Das poucas vezes que a sua mulher vinha à Biblioteca também notou que faltavam algumas filas de livros. Sentindo-se curiosa em saber se essas falhas progrediam e aumentavam, pelo que começou a aparecer mais vezes, mesmo na ausência do marido. E não pôde deixar de se sentir preocupada. Ao que parece, foi aí, perante algumas estantes vazias, progressivamente esvaziadas, que começou a desconfiar da nova situação do marido. Estalaram algumas discussões, nomeadamente, quando a esposa reparou que os livros que faltavam eram, na sua maioria, pequenos livros, romances breves, muita poesia, excessiva poesia, e alguns livros de pintura, permanecendo inalteráveis as seções relativas a enciclopédias e dicionários, bem como os romances históricos, muito em voga nos anos oitenta. Ela concluiu rapidamente que era possível que o marido estivesse a viver uma situação nova, algo que nunca lhe acontecera. Uma paixão amorosa?, admitiu a custo. Por isso mesmo, interrogou o marido sobre a ausência prolongada de alguns livros. O homem apressou-se a inventar uma desculpa qualquer relacionada com o trabalho na Faculdade, mas a mulher achou que se tratava de uma desculpa muito mal elaborada, a despachar, quando esperava dele um discurso mais estruturado e fundamentado. A esposa achou que aquela desculpa tão elementar e prosaica não estava de acordo com a estrutura mental do companheiro que ela sempre conhecera. Para ela, aquela justificação pindérica não podia deixar de constituir um aviso subliminar. E que o marido, tão pouco atreito a mudanças, estava diferente. Como a biblioteca. A sua preciosa e reservada biblioteca.

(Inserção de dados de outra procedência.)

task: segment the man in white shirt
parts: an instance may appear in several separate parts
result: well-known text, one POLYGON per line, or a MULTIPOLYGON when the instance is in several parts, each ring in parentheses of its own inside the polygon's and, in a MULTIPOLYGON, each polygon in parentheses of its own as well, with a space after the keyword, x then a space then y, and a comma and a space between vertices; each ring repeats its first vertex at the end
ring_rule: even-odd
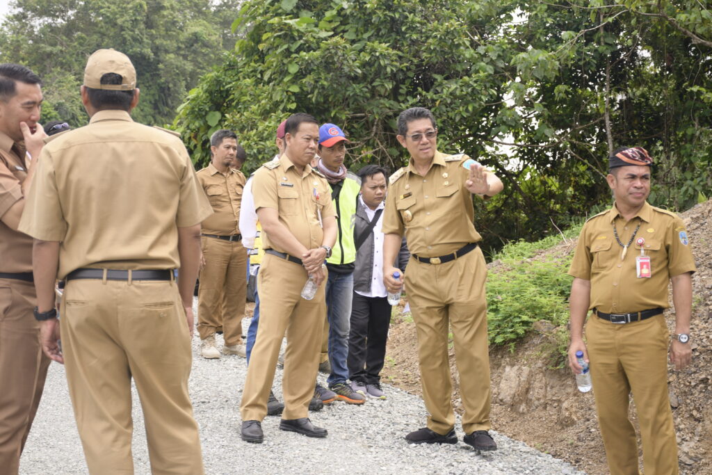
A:
MULTIPOLYGON (((356 261, 347 366, 354 391, 386 399, 380 386, 380 372, 391 320, 391 306, 383 285, 381 231, 387 174, 381 167, 366 165, 358 175, 361 194, 354 224, 356 261)), ((404 238, 395 266, 403 272, 409 258, 404 238)))

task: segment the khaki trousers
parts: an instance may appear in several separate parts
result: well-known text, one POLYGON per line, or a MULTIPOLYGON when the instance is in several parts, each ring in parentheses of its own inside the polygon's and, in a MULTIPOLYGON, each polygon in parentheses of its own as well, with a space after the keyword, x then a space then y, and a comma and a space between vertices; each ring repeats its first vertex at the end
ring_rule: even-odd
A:
POLYGON ((260 325, 240 404, 242 420, 261 421, 267 414, 267 398, 285 332, 282 418, 306 417, 319 367, 326 281, 319 286, 313 300, 304 300, 300 294, 308 277, 305 268, 271 254, 265 255, 257 276, 260 325))
POLYGON ((442 264, 411 258, 405 285, 418 335, 427 427, 447 434, 455 425, 448 330, 452 328, 465 408, 462 428, 470 434, 490 429, 489 353, 487 343, 487 267, 479 247, 442 264))
POLYGON ((239 241, 201 238, 205 266, 198 288, 198 333, 201 340, 221 327, 225 345, 242 343, 247 298, 247 249, 239 241))
POLYGON ((69 394, 90 473, 134 473, 133 377, 152 473, 203 474, 188 395, 190 336, 176 283, 69 281, 60 321, 69 394))
POLYGON ((611 474, 639 473, 635 429, 628 419, 631 392, 640 424, 645 475, 677 474, 677 441, 667 387, 669 334, 664 316, 619 325, 592 315, 586 340, 611 474))
POLYGON ((18 473, 50 359, 39 343, 31 282, 0 279, 0 472, 18 473))

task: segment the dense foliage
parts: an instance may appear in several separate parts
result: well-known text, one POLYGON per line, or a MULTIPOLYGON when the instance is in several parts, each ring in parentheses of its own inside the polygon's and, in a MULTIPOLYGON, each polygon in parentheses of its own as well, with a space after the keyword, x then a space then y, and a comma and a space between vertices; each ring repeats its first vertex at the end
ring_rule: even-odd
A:
POLYGON ((136 67, 141 100, 135 119, 170 123, 187 91, 220 62, 223 43, 234 43, 229 25, 239 2, 214 3, 15 0, 0 27, 0 62, 23 64, 43 78, 43 120, 76 127, 87 122, 79 97, 86 59, 113 48, 136 67))
POLYGON ((555 233, 609 202, 607 157, 622 145, 659 163, 654 204, 712 190, 712 48, 699 0, 248 0, 234 51, 174 122, 197 162, 234 128, 253 169, 274 130, 310 112, 350 135, 352 167, 401 166, 394 120, 423 105, 439 148, 465 152, 506 191, 478 204, 486 247, 555 233))

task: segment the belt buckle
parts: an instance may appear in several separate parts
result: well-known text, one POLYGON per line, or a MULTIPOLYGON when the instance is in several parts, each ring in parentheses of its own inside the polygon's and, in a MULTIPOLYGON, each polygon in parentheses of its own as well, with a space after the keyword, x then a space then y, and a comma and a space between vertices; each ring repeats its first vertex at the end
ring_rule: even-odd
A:
POLYGON ((616 325, 624 325, 625 323, 629 323, 630 320, 628 320, 628 315, 625 313, 611 313, 610 315, 611 323, 615 323, 616 325), (615 317, 616 320, 614 321, 613 318, 615 317), (622 318, 622 320, 619 320, 619 318, 622 318))

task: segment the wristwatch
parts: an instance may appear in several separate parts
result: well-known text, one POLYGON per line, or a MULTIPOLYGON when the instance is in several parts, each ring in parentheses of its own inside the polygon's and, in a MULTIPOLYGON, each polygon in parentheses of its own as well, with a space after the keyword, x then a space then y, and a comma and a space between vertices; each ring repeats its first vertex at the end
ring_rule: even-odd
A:
POLYGON ((677 338, 677 340, 681 343, 686 343, 690 341, 690 335, 687 333, 678 333, 677 335, 675 335, 675 338, 677 338))
POLYGON ((50 318, 56 318, 57 317, 57 309, 53 308, 51 310, 46 312, 40 312, 38 307, 35 307, 34 310, 35 320, 38 322, 42 322, 46 320, 49 320, 50 318))

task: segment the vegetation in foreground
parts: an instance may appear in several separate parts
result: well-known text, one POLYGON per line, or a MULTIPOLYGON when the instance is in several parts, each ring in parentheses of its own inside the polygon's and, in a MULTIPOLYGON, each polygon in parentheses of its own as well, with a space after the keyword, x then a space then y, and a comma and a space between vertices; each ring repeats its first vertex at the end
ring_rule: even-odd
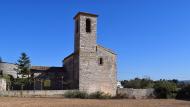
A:
MULTIPOLYGON (((173 80, 158 80, 153 81, 150 78, 135 78, 132 80, 121 81, 124 88, 146 89, 153 88, 156 98, 168 99, 190 99, 190 84, 173 80)), ((123 96, 123 95, 120 95, 123 96)))

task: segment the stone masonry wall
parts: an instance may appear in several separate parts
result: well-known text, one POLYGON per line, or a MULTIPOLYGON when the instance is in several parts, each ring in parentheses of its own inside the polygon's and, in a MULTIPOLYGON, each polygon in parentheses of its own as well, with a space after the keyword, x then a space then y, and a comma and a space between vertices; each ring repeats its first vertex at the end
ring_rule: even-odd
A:
MULTIPOLYGON (((78 53, 79 90, 88 93, 103 91, 116 94, 116 56, 104 49, 97 49, 97 17, 79 15, 79 32, 75 34, 75 53, 78 53), (91 32, 86 32, 86 19, 91 20, 91 32), (76 45, 78 44, 78 45, 76 45), (99 57, 104 65, 99 65, 99 57)), ((76 54, 77 55, 77 54, 76 54)))
POLYGON ((3 78, 0 78, 0 91, 6 91, 6 80, 3 78))
POLYGON ((16 69, 17 65, 10 63, 0 63, 0 70, 3 71, 3 74, 12 75, 14 78, 17 77, 16 69))

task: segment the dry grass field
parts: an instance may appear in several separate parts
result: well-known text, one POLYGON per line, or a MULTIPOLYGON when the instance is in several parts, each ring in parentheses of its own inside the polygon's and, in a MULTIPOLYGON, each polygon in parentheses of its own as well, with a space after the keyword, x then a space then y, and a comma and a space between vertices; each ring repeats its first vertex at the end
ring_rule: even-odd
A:
POLYGON ((82 100, 0 97, 0 107, 190 107, 180 100, 82 100))

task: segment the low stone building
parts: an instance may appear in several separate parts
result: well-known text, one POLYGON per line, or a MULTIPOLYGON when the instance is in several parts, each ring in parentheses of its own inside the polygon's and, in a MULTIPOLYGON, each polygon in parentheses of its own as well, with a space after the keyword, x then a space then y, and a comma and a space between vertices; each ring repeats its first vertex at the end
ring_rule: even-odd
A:
MULTIPOLYGON (((89 93, 103 91, 115 95, 117 90, 116 54, 97 44, 97 17, 98 15, 95 14, 79 12, 74 17, 73 53, 64 58, 63 67, 31 67, 35 79, 50 79, 54 85, 61 79, 61 85, 56 84, 54 88, 61 86, 61 89, 64 89, 64 84, 68 89, 79 89, 89 93), (54 78, 50 78, 52 75, 54 78)), ((11 70, 7 68, 9 67, 3 68, 3 73, 10 72, 15 77, 16 74, 12 73, 12 68, 11 70)), ((55 89, 60 89, 60 87, 55 89)))

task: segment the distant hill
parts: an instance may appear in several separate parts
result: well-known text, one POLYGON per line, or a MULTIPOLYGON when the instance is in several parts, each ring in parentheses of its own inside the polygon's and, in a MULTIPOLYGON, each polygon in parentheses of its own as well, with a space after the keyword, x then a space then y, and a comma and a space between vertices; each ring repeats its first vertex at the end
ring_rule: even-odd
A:
POLYGON ((190 80, 183 80, 183 81, 180 81, 180 82, 184 82, 185 84, 190 84, 190 80))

As discussões não ficaram por aí. Se existia alguma nova mulher na vida dele, era a pergunta mais insistente. Uma pergunta tipicamente feminina. Mas o homem respondeu-lhe que a sua vida eram apenas os livros e que isso bastava-lhe muito bem. A mulher não sentiu qualquer vacilação na resposta do marido, apesar de saber que estava a atingir o coração do seu relacionamento, que estava a pôr em causa a franqueza e a lealdade do companheiro de há mais de vinte anos. Qualquer homem, mesmo o mais farsante, seria incapaz de deixar escapar um mínimo sinal. Uma qualquer tremura na voz, uma ligeira alteração da respiração, um músculo facial descompassado, a desconfortável posição das mãos, tudo isso, qualquer coisa de tudo isso, poderia escapar ao controlo do seu autor. A mulher, escrutinadora, não notou nada, porque nada havia a notar. O homem estava claramente convencido do que estava a dizer. Não se sentiu atraiçoado pelas palavras escolhidas. Achava que não estava a mentir. É que nem sequer se preocupava por encontrar uma mentira piedosa. Não. Apenas descrevia o que se passava, o que sempre se passara.
A sua vida estava de facto relacionada com os livros. Mas quando chegava a casa de Paula percebia que a realidade era outra. Foi-se habituando a reparar que quando lhe trazia livros para casa, para esta casa, estava a entregar-se, como nunca julgou que fosse possível fora das histórias dos livros. À medida que as pilhas dos livros íam crescendo nas diversas divisões da casa de Paula e se ía desbastando a sua primitiva Biblioteca, sentiu que a sua vida anterior ía perdendo sentido. Isso mesmo confessou à rapariga. Esta percebia tudo e sorriu. Amava-o. Amavam-se. Nesse momento e nesse lugar, o homem compreendeu que estava a construir uma nova Biblioteca.